The tire image is obtained by the laser triangulation method. The line laser transmitter is placed at a certain angle to the CCD camera. Generated by the line laser transmitter, the laser plane is perpendicular to the tangent plane of the tire slice, as shown in Figure 1. The laser plane is formed by the emission center of the line laser transmitter and the line laser. When the laser plane is parallel to the camera plane and both of them are perpendicular to the working plane, the image has only one straight laser line, which is obtained from the camera. When they are at a certain angle, it can be clearly seen that the laser line changes with the change of tire surface shape.

Due to the uneven surface of tire material, the surface roughness is high. Under the irradiation of the line laser, a large amount of diffuse reflection will be formed. After being received by the camera, a large amount of speckle noise will appear, which can cause the formation of a bright “burr” near the laser stripe. Additionally, the quality of the line laser will also be affected. It has a great degree of influence on the subsequent image processing, which needs to be effectively removed by image filtering.

2.1. Image Filtering

The purpose of image filtering is to deal with noise, which may exist in the image. Common noise processing methods include mean filtering, median filtering, and Gaussian filtering. The above three filtering methods are used for image processing, and the results are shown in Figure 2.

From Figure 2b,d, it can be seen that mean filtering and Gaussian filtering have different degrees of laser stripe blur at the position of the bubble. Compared with the original image, the median filtering has a certain ability to remove noise and retain certain edge information. Compared with Figure 2c,d, the latter is not as good as the former in the brightness of the laser stripe and the clarity of the edge. By comparing the three filtering effects, median filtering can be used as image preprocessing to achieve a better filtering effect; the median filtering is defined as

$$f(i,j)=middle\{u(h,l)•\left[\begin{array}{ccc}1& 1& 1\\ 1& 1& 1\\ 1& 1& 1\end{array}\right]\}.$$

(1)

In Equation (1), $f(i,j)$ is the pixel matrix preprocessed by median filtering, and $u(h,l)$ is the pixel matrix of the original image. The median filtering convolutes $u(h,l)$ with the matrix (3 × 3) whose elements are all 1, and then it sorts from large to small to take the middle value $f(i,j)$.

2.2. Morphological Processing

After filtering, the gray-scale image can be obtained.

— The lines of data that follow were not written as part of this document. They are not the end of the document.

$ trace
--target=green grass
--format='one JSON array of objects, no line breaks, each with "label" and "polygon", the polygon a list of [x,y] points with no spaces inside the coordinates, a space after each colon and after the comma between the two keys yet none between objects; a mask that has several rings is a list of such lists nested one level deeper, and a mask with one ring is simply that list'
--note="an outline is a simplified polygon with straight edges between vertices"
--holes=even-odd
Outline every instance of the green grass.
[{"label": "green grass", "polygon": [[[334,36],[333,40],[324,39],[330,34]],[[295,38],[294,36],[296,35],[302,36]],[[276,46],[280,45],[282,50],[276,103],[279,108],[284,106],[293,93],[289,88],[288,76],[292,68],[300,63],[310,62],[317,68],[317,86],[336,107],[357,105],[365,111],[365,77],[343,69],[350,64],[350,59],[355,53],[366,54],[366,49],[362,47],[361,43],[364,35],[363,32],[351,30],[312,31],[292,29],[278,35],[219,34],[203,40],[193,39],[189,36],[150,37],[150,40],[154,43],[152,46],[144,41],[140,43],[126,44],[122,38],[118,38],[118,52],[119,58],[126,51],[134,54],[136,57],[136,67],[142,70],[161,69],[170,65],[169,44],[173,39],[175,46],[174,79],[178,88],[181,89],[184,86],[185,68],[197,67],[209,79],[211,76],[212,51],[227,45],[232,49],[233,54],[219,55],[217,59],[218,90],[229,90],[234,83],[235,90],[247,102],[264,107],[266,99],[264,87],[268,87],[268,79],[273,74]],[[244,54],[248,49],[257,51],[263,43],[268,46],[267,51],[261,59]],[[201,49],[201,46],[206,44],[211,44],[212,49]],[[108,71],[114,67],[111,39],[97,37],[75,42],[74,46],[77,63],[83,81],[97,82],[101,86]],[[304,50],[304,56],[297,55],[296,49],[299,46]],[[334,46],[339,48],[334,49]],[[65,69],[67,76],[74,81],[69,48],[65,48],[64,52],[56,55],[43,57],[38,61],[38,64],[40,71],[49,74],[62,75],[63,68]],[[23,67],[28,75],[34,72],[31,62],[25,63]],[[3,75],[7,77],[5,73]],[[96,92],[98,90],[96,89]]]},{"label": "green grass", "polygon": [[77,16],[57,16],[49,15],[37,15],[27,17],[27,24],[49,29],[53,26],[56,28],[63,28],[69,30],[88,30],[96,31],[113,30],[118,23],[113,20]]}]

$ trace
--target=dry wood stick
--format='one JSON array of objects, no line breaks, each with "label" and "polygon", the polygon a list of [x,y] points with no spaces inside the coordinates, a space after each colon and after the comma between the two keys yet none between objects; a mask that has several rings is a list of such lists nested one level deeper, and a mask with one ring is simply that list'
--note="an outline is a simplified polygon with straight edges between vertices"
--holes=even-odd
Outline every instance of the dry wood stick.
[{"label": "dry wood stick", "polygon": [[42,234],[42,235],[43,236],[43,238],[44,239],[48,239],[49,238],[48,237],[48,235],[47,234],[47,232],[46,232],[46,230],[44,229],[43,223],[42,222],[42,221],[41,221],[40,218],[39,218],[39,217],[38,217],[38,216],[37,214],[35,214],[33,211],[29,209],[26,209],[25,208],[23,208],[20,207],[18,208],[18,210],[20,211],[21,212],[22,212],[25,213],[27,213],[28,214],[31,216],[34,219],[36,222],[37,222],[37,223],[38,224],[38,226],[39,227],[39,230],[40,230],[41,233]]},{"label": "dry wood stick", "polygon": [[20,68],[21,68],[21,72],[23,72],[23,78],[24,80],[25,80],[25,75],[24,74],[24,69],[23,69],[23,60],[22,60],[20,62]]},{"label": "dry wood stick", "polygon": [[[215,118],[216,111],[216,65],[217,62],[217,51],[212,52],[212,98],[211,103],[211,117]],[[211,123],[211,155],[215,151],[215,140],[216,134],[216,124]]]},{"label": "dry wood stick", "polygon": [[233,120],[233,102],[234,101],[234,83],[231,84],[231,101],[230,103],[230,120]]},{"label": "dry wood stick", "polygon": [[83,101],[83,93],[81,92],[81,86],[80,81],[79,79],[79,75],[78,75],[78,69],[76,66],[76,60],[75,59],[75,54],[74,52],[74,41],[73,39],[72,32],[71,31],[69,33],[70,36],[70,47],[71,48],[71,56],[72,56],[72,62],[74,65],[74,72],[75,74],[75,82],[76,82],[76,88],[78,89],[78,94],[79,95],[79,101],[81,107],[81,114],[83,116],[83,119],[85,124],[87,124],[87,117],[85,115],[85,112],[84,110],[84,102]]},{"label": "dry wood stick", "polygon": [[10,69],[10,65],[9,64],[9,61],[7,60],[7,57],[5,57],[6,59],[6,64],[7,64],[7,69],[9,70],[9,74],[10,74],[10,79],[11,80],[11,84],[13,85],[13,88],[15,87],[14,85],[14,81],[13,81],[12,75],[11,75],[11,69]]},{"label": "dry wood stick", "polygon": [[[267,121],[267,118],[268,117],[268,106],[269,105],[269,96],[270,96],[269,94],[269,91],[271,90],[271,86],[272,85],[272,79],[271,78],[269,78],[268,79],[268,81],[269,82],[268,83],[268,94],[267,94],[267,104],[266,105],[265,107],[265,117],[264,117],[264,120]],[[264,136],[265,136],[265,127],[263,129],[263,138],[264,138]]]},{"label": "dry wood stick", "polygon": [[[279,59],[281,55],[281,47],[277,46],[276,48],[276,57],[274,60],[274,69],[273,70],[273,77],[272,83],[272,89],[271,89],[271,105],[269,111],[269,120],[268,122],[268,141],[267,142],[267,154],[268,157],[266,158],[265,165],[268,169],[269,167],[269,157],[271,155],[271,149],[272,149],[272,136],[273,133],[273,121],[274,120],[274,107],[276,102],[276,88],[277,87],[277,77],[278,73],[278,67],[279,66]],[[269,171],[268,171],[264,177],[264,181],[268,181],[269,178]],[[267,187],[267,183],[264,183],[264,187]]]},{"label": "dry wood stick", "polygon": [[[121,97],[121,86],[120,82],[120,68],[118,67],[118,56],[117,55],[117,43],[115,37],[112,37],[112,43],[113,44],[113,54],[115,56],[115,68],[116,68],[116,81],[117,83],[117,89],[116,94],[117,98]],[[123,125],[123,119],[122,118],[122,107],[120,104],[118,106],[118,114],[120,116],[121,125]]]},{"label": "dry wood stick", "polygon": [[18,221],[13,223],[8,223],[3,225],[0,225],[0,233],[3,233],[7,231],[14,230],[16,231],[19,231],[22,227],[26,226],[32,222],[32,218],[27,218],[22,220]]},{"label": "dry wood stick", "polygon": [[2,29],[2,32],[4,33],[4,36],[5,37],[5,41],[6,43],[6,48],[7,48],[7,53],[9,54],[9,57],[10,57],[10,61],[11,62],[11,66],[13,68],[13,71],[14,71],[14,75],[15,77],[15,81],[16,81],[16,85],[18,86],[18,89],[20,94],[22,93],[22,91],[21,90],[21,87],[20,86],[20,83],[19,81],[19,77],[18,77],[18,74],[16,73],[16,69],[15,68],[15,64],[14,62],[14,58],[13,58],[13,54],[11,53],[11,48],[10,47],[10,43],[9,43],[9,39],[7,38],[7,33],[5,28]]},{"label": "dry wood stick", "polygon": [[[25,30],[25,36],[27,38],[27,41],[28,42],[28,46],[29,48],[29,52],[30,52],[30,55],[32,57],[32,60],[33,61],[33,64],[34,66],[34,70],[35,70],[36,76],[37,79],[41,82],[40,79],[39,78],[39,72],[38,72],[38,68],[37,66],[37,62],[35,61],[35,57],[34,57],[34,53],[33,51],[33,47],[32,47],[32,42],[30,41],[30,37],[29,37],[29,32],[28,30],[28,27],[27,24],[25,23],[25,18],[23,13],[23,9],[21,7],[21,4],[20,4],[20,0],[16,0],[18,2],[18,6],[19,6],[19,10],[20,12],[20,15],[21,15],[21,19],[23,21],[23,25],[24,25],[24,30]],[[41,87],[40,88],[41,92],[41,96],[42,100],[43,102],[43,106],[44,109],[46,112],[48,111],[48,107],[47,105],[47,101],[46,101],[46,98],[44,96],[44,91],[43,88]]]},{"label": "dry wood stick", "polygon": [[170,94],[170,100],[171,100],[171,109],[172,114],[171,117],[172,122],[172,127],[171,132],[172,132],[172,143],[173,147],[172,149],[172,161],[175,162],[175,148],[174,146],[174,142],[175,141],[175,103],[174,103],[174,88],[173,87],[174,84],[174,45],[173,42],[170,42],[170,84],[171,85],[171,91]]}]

The morphological method can be used to deal with the “burr” phenomenon of the laser stripe edge and the hard impurities, which may be attached to the surface. The threshold Th of the gray-scale image obtained by the Ostu method [26] is 119. In order to retain part of the image information, the pixel gray-scale value larger than the threshold Th is reserved, which means $f(i,j)=f(i,j)$; the pixel gray-scale value smaller than the threshold Th is 0, which means $f(i,j)=0$. The morphological processing results of the filtered image are shown in Figure 3.

From Figure 3b, it can be seen that the opening operation removes the redundant spots, which may exist in Figure 3a, and removes some edges and corners at the edge of the laser stripe to make it more rounded and smooth. As shown in Figure 3c, after expansion and corrosion, it is obvious that noise still exists, which cannot achieve the requirements of removing redundant spots.

Further trying three-dimensional gray-scale analysis for different preprocessing combinations, the results are shown in Figure 4. Compared with Figure 4a,e, the combination of Figure 4d is too natural at the junction, so median filtering and open operation are used for image preprocessing. They can ensure the clearness of the center of the laser stripe to the maximum extent.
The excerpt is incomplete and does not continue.